Turning back to the climate negotiations, we might want to remember that the current frenzy of discussion is a follow-on from the 1992 ‘Earth Summit’ which produced the United Nations Framework Convention on Climate Change. This Convention has as its objective the

stabilization of greenhouse gas concentrations in the atmosphere at a level that would prevent dangerous anthropogenic interference with the climate system. Such a level should be achieved within a time frame sufficient to allow ecosystems to adapt naturally to climate change, to ensure that food production is not threatened and to enable economic development to proceed in a sustainable manner.

 

Food production is already threatened; there is war in areas which have suffered unprecedented drought; and elsewhere there are floods and rain at the wrong time of year. A long-time climate scientist credited with bringing climate change to the US Congress’s attention 27 years ago in 1988, James Hansen, has proposed that price increases be applied to fossil fuels, and the proceeds be divided among all citizens. He reasons that the consumer would respond to the price of fossil fuels (now kept artificially low) and dividing the dividend among citizens would avoid political resistance to a fuel tax. His reasoning has merit, and it reaches to the heart of the problem. Subsidising fossil fuel companies is not a rational act on the part of anyone living in our world today. However, despite the creativity and merit of the idea, will it reach those cloistered in a negotiation room with representatives of the fossil fuel companies whose markets would be reduced under this scheme?

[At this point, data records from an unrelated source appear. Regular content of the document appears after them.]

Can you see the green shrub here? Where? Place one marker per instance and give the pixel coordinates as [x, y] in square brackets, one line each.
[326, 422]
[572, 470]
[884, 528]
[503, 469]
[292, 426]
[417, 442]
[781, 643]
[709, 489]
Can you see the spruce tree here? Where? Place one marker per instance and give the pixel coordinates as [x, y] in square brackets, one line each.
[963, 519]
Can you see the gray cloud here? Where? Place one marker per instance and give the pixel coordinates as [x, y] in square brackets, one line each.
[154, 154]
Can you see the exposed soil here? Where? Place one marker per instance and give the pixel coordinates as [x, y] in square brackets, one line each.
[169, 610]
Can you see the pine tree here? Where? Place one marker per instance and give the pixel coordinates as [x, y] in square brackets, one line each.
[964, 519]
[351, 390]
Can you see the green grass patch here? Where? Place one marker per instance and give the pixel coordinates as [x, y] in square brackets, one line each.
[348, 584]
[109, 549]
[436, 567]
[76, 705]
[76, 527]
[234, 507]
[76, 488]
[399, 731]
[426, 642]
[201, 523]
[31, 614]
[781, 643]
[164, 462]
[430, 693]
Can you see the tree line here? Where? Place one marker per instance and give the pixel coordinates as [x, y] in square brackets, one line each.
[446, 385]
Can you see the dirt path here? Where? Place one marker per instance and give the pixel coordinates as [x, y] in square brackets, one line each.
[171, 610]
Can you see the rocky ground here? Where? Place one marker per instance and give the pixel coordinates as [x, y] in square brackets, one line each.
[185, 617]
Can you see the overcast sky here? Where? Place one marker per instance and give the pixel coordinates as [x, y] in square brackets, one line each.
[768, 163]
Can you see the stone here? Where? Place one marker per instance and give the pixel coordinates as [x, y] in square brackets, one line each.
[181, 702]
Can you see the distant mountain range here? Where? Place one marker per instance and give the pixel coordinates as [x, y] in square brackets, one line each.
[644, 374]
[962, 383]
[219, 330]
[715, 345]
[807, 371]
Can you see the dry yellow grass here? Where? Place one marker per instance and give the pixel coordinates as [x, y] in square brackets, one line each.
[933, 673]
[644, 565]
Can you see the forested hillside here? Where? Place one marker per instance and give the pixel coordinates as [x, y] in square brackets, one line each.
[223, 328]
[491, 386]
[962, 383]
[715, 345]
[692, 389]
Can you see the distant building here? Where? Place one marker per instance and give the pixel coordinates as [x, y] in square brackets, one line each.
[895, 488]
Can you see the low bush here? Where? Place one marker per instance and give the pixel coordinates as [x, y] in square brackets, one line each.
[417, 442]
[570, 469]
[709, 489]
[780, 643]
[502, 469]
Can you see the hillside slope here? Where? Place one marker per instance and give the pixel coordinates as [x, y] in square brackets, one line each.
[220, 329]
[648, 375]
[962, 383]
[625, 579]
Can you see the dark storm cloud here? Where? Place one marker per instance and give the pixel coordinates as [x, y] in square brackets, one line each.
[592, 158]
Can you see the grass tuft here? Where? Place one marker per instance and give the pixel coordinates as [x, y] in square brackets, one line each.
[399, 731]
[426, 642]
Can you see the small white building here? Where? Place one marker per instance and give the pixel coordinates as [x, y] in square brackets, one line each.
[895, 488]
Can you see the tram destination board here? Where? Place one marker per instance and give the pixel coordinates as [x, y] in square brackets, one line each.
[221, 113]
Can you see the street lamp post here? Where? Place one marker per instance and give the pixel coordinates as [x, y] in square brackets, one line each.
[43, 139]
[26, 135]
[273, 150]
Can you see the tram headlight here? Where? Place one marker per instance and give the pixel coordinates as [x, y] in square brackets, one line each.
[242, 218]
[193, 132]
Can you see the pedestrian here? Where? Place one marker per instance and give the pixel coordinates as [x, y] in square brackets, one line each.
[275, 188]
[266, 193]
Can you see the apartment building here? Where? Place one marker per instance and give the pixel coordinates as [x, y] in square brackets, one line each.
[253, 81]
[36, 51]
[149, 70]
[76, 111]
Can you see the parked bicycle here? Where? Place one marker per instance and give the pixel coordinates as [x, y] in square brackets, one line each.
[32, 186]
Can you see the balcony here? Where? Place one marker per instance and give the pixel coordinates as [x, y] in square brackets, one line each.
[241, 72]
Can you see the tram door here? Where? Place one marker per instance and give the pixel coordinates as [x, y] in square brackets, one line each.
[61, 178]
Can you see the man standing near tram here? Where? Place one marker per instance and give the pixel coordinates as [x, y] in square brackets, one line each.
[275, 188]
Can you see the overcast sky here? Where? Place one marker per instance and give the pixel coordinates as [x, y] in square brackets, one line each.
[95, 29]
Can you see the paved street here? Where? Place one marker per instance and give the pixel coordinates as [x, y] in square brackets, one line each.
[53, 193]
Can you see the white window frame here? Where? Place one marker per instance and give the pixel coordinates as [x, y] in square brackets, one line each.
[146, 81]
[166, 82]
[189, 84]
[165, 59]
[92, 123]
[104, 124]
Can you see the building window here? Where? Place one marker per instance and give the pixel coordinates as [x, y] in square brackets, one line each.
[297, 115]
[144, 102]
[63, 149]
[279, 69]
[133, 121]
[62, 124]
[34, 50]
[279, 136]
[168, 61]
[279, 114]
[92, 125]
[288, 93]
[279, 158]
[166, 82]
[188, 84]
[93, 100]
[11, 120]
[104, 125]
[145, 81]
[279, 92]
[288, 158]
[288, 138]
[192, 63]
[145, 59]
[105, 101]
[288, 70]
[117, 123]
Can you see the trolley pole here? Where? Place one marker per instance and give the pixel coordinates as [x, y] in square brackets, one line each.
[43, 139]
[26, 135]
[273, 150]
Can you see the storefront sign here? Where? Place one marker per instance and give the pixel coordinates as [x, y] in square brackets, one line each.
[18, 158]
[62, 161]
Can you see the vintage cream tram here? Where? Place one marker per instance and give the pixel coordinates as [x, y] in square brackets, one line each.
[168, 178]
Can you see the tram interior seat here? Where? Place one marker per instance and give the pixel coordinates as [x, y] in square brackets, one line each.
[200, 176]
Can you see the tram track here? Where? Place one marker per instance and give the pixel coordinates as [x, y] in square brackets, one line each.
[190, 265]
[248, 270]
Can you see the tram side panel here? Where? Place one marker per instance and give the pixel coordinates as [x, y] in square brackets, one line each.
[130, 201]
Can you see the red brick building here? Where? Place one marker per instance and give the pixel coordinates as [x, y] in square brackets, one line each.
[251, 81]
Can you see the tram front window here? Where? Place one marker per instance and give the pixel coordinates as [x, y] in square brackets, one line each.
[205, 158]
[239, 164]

Our economic model is focussed on gathering wealth for ourselves, a bit like a child collecting seashells on the beach, as many as he can carry. And yet Oxfam has pointed out that the wealthiest 10% of the earth produce 50% of the greenhouse gas emissions. Our society’s focus on economic growth (and measuring human well-being by per capita income, when in reality it encompasses much more than that) has narrowed our focus too much. It has created a conundrum. We assume that we must have more economic activity to be secure and happy. And yet, on many levels, increasing economic activity erodes the very well-being we aim to increase.

Let me mention just two effects of increased economic activity which impact climate change: wealthier citizens eat more meat, using more land and producing more greenhouse gases than with other foods; and more energy is used – to produce fertilisers and packaging, transport goods, dispose of waste, mine raw materials, and simply to reflect the wealthier lifestyle with air conditioning, more cars, larger houses….

At the same time as negotiators have been gathering in Paris these two weeks, the UK has been slashing its own national support for alternative energy. And the EU continues to engage in negotiations to increase free trade, with the aim of increasing economic activity, although these trade agreements are projected to increase greenhouse gas emissions. These are good examples of the need to bring policy directions together into a coherent whole with a single set of compatible objectives.

At the time of writing, I am greatly relieved to hear that the 1.5˚C target is back on the table in Paris, and that the very dangerous and less ambitious target of 2˚C was not necessarily the best countries could do. However, one big question, no matter what is agreed, is implementation. How will the words on the agreement be implemented, especially in the context of contradictory actions on free trade, on subsidising fossil fuels, and more, by the signatory governments?